I have a Beryl Ax and think it earns its spot as part of this setup. Besides being small enough that it shouldn’t force you to make tough choices for what you pack, it has several features that make it, at least for me, a no brainer.
You can run it off a power bank for hours. If I want to set it up quickly at the airport or even the airplane? No problem. It can work with captive portals, so I can connect it to most airport/airplane/cruise/hotel wifi’s. These things are built for this purpose. It can run a VPN natively, which can be turned on and off with a hardware toggle. It also has a usb port for sharing files via samba off a plugged in flash/ssd or even the micro SD in some units.

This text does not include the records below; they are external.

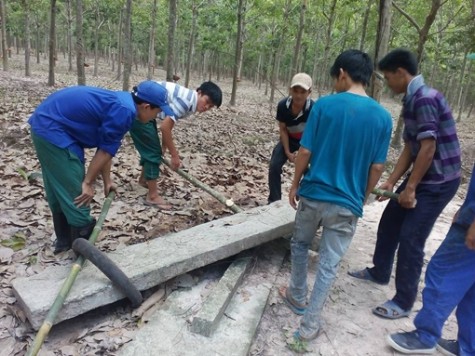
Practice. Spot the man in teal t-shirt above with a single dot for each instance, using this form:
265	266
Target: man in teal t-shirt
341	158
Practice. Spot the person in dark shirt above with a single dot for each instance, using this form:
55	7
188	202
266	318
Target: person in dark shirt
292	114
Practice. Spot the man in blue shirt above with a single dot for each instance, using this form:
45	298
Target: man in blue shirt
183	102
450	284
75	118
340	160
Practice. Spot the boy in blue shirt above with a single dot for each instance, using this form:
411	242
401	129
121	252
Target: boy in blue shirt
183	102
75	118
340	160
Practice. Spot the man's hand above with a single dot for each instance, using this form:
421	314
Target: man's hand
86	196
109	188
291	156
385	186
407	198
470	237
175	162
293	197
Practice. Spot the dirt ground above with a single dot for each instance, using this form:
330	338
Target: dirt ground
228	149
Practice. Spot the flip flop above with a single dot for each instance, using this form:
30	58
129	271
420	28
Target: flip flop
161	206
390	310
294	306
365	275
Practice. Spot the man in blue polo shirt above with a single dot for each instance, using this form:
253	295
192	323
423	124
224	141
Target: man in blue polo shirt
292	114
431	155
340	160
75	118
450	284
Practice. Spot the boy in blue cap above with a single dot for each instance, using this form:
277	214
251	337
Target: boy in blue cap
79	117
183	102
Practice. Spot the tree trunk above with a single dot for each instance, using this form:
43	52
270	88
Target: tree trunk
52	42
461	87
97	25
151	42
80	45
191	45
298	42
119	45
69	21
3	18
382	43
26	7
171	38
328	38
364	29
38	50
127	45
238	50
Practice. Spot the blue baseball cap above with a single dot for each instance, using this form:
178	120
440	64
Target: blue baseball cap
155	94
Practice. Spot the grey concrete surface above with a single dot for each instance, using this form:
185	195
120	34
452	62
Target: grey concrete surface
153	262
167	332
207	319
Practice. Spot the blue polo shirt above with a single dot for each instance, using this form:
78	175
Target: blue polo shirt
84	117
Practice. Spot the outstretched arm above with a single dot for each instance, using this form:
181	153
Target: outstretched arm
99	161
166	128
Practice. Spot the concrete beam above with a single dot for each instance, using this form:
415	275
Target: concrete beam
207	319
153	262
167	332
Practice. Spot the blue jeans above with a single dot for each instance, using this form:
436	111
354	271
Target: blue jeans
339	226
450	283
277	161
407	231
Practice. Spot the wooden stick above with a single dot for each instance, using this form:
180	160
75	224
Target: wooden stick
68	283
221	198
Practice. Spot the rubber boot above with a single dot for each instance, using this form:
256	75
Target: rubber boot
63	233
82	232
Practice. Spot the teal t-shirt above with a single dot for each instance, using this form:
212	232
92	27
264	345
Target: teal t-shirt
346	133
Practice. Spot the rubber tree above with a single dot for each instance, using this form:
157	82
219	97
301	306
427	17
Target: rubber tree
80	44
52	43
172	18
3	18
238	50
151	44
381	47
127	45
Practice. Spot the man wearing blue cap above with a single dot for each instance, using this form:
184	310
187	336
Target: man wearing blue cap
75	118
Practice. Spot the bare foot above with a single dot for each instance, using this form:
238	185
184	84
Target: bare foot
158	202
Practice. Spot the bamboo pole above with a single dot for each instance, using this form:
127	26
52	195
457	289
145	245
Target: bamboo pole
388	194
221	198
385	193
68	283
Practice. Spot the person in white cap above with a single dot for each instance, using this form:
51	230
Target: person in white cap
292	114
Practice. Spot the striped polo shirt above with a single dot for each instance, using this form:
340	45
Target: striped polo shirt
427	115
181	100
295	124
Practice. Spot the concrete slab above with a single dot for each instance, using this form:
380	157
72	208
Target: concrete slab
207	319
151	263
167	333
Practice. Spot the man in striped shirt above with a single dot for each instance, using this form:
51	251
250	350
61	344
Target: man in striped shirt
183	102
431	159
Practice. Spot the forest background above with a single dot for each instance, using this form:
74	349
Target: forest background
251	48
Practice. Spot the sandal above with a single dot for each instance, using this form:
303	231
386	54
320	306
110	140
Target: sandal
160	206
390	310
293	305
366	275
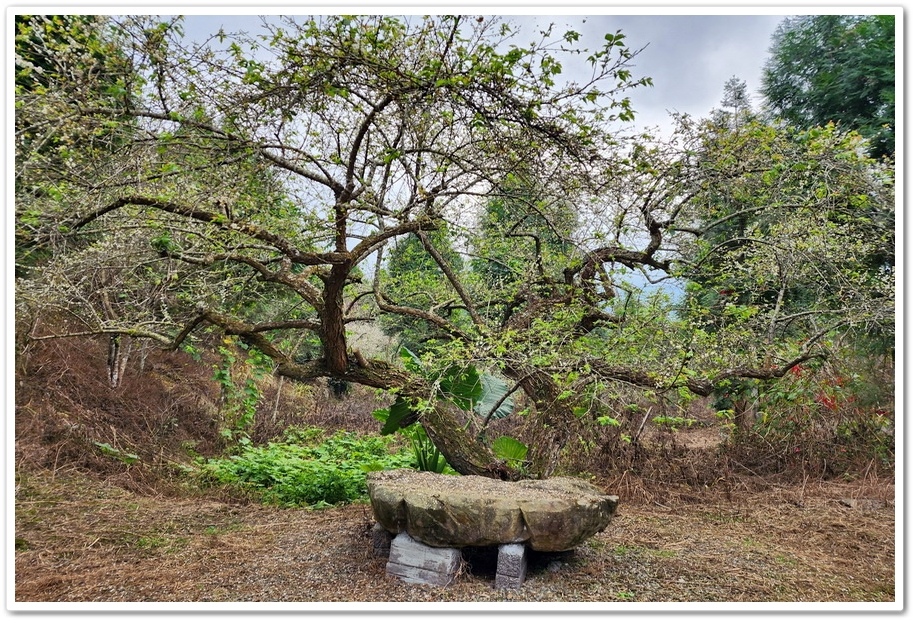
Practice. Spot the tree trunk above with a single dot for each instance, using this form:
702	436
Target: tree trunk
553	414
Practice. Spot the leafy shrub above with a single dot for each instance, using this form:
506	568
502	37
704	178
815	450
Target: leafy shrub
291	474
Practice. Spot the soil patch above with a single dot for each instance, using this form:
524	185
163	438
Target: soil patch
82	540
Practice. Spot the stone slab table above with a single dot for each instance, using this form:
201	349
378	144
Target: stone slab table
430	517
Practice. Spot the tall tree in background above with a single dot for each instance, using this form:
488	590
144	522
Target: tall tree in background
368	130
835	68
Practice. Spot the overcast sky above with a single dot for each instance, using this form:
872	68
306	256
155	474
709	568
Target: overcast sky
688	57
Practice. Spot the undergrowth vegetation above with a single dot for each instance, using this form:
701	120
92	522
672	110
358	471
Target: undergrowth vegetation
305	470
304	446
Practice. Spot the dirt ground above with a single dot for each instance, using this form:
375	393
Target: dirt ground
95	536
82	540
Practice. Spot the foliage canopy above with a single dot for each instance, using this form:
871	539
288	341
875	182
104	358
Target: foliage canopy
261	186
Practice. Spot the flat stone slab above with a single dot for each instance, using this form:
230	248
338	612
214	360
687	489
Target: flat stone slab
550	515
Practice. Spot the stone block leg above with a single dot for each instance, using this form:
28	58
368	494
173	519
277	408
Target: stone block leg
381	541
511	565
418	563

This means no need for everyone on the trip to find the wifi and password. I can already set that up with a known SSID. No need to install the VPN on every device and make sure everyone’s running it. And with a little effort, I can probably serve media on most devices without having to spin up the mini pc at all.
Without this device, my first question would be what combination of mini pc and usb-c power bank do I need to get it to run, and for how long? I imagine this limits my options as far as both the mini and the power bank.
Next, at the hotel, I believe you don’t get a captive portal if you connect via ethernet, but what if that isn’t available? Would I need a keyboard monitor and mouse to access the pc? And if there is only wifi, how would I run the mini as an access point while connected? Would that require a usb-wifi adapter so I have one receiving the hotel wifi, and the other running as an AP?
I’m not saying this all isn’t possible without the Beryl/Slate, but it seems a lot more challenging.
Oh and I take this thing with me around the city because the local cableco offers “public wifi” for subscribers, and a buddy let me use his account, so I can just turn it on anywhere, and I have a vpn protected network that all my devices recognize automatically. It can even find a signal in my home, which my phone/computers can’t seem to do nearly as well, so I usually just leave it plugged in at home for a failover network.